B.4.1. In seinem Entscheid Nr. 35/2012 vom 8. März 2012 hat der Gerichtshof für Recht erkannt, dass die fragliche Bestimmung, insofern sie Verkehrsunfälle, an denen ein Zug beteiligt ist, der auf Schienen fährt, die vollständig vom Verkehr an den Orten im Sinne von Artikel 2 § 1 des Gesetzes vom 21. November 1989 getrennt sind, nicht von der Regelung im Bereich der automatischen Entschädigung ausschließt, gegen die Artikel 10 und 11 der Verfassung verstößt.
B.4.2. Die Rechtssache, die Anlass zu diesem Entscheid war, betraf einen Unfall mit einem Fußgänger, der sich auf oder in der Nähe eines Gleises befand und durch einen Zug angefahren wurde, während dieser an einem Ort verkehrte, wo das Gleis vollständig von den für den Verkehr zugänglichen Wegen getrennt war.
Der Fall eines Unfalls, den ein Fahrgast eines Fahrzeugs erleidet, unterscheidet sich grundlegend von demjenigen eines Unfalls, den ein Fußgänger erleidet, der sich auf dem Gleis oder in dessen Nähe befindet.
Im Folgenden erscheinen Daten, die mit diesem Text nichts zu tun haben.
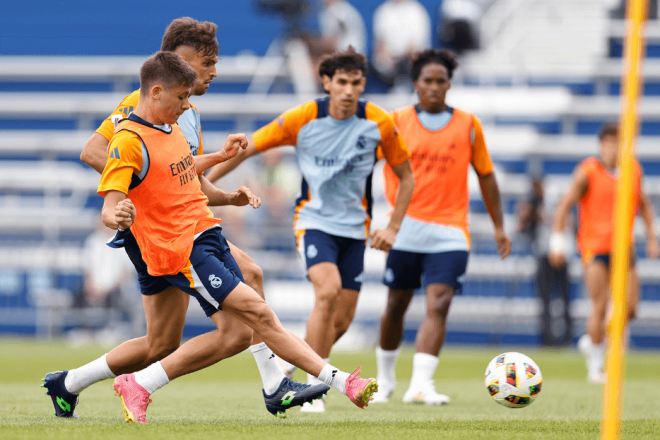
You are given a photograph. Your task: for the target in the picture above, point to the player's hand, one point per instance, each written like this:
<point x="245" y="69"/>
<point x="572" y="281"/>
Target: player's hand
<point x="243" y="196"/>
<point x="125" y="213"/>
<point x="556" y="260"/>
<point x="234" y="143"/>
<point x="503" y="243"/>
<point x="383" y="239"/>
<point x="652" y="249"/>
Die Antwort des Gerichtshofes auf die im Entscheid Nr. 35/2012 gestellte Frage kann also in der vorliegenden Rechtssache nicht Anwendung finden.
B.5.1. Was die Schienenfahrzeuge betrifft, konnte der Gesetzgeber das Risiko berücksichtigen, das sie für die anderen Verkehrsteilnehmer hervorrufen, wenn diese Schienenfahrzeuge an Orten fahren, die nicht vollständig von den Orten im Sinne von Artikel 2 § 1 des fraglichen Gesetzes getrennt sind, weil dieses Risiko mit dem durch andere Fahrzeuge hervorgerufenen Risiko vergleichbar ist. Dies gilt selbst dann, wenn der Verkehr auf öffentlicher Straße zeitweise verboten ist durch Senken der Sicherheitsschranken oder durch Verkehrsampeln, die dazu dienen, die Durchfahrt von Zügen zu ermöglichen.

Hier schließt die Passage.